Depends on what your developer is doing! If you are just getting a theme together and they’re helping you with product upload and SEO you can expect a cheaper Ecommerce website for around the $2,500 mark. If they are manipulating an existing theme or a premium theme this can go up to well over $10,000 as shopify is a more complicated environment when it comes to development that other website tools like Wordpress and Webflow. The reason why you go for Shopify and you spend that little bit extra is because of the simplicity of the admin panel that you’ll be using and the sheer scale and support you will get from shopify. its a great company and community.

Lastly, custom shopify builds are almost like starting from scratch, they just help developers not have to worry about credit card payments and a few other components. If you want a completely custom ecommerce site and want to use shopify for the backend, be prepared to pay anywhere up to $50,000.

WordPress also has eccomerce, most notably woo commerce but I would not recommend anyone to use woocomerce if you’re not willing to spend that little bit extra more for your developer to give you documentation on how it all works. Its not as user friendly as Shopify and requires more technical support.

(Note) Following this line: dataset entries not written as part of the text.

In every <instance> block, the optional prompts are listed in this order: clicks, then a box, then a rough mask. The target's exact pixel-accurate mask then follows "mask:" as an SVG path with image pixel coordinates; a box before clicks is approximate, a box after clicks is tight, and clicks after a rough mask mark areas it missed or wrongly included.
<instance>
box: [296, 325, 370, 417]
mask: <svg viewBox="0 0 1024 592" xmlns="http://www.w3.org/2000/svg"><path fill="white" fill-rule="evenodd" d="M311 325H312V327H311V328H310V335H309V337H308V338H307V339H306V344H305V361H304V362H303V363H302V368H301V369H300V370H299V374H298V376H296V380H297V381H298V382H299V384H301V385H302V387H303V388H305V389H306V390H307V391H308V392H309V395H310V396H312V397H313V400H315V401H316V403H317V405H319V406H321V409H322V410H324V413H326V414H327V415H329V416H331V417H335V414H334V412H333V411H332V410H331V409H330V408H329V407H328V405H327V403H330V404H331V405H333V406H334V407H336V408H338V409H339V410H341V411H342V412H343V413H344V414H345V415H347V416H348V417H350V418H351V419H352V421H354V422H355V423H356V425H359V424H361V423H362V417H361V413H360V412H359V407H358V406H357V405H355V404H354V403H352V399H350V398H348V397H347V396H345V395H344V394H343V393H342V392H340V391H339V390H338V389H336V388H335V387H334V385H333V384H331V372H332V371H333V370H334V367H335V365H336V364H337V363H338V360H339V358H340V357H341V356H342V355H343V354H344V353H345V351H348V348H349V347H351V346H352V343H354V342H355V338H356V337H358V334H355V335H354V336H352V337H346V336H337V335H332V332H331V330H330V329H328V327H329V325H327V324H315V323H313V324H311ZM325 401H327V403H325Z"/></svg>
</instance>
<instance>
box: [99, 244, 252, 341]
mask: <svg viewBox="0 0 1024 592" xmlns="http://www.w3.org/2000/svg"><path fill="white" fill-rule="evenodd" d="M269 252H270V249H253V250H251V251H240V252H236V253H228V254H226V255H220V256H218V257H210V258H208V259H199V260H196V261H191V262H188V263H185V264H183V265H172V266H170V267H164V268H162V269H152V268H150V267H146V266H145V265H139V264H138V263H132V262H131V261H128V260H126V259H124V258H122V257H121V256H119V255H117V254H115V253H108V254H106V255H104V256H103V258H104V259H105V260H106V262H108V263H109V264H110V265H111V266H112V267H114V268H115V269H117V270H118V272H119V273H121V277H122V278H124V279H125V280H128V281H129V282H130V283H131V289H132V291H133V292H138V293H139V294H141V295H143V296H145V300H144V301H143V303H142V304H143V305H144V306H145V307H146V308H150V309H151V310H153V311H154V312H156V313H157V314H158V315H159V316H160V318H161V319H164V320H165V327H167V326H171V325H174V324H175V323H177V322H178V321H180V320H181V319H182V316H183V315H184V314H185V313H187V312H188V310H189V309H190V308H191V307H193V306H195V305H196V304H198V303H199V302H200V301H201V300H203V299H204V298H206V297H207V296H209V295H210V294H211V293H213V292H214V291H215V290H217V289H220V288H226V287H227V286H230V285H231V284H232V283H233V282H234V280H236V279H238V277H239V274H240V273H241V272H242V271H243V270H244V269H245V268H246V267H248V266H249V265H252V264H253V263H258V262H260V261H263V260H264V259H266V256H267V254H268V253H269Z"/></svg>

Webflow and Wordpress ecommerce can range anywhere up to around $15,000.

Thats all great, but I want something custom.

This is where things go beyond restrictions and you can truely receive exactly what you pay for. Custom websites typically require a higher investment but the return is always there.

If you want a social media website, a CRM, a custom blog, a custom landing page with your own editing software, an admin panel, a web app, a realestate listing website or anything else that you can possibly imagine - this is the way to go.

At this end of sophistication, any solution that isn’t custom made to your needs will fall short in one way or many others. Sometimes WordPress can get most of it done, but it falls short in key areas like user logins and accounts, instant messaging, file management ( just to name a few ) and its frustrating for the client and the developer. Both expected more but the limitations in budget lead to a limited product.

Prices for custom built websites depending on what you need to your website to do can range - vastly.

If you want users to be able to create accounts and log in - this is actually really complicated. Developers will charge a lot for this because they will want to spend a lot fo time on ensuring the website is secure. The last thing you want is a data breach and all your customers or users suing you ( or the developer ) for cutting corners.

Other things like messaging, data storage, search tools, responsive design, animation, admin tools, etc. all are added components that need to be designed and developed carefully. A good developer will take their time and measure twice and code once. Rather than rush the job to meet the deadline or the budget constraint only to have the website constantly require maintenance.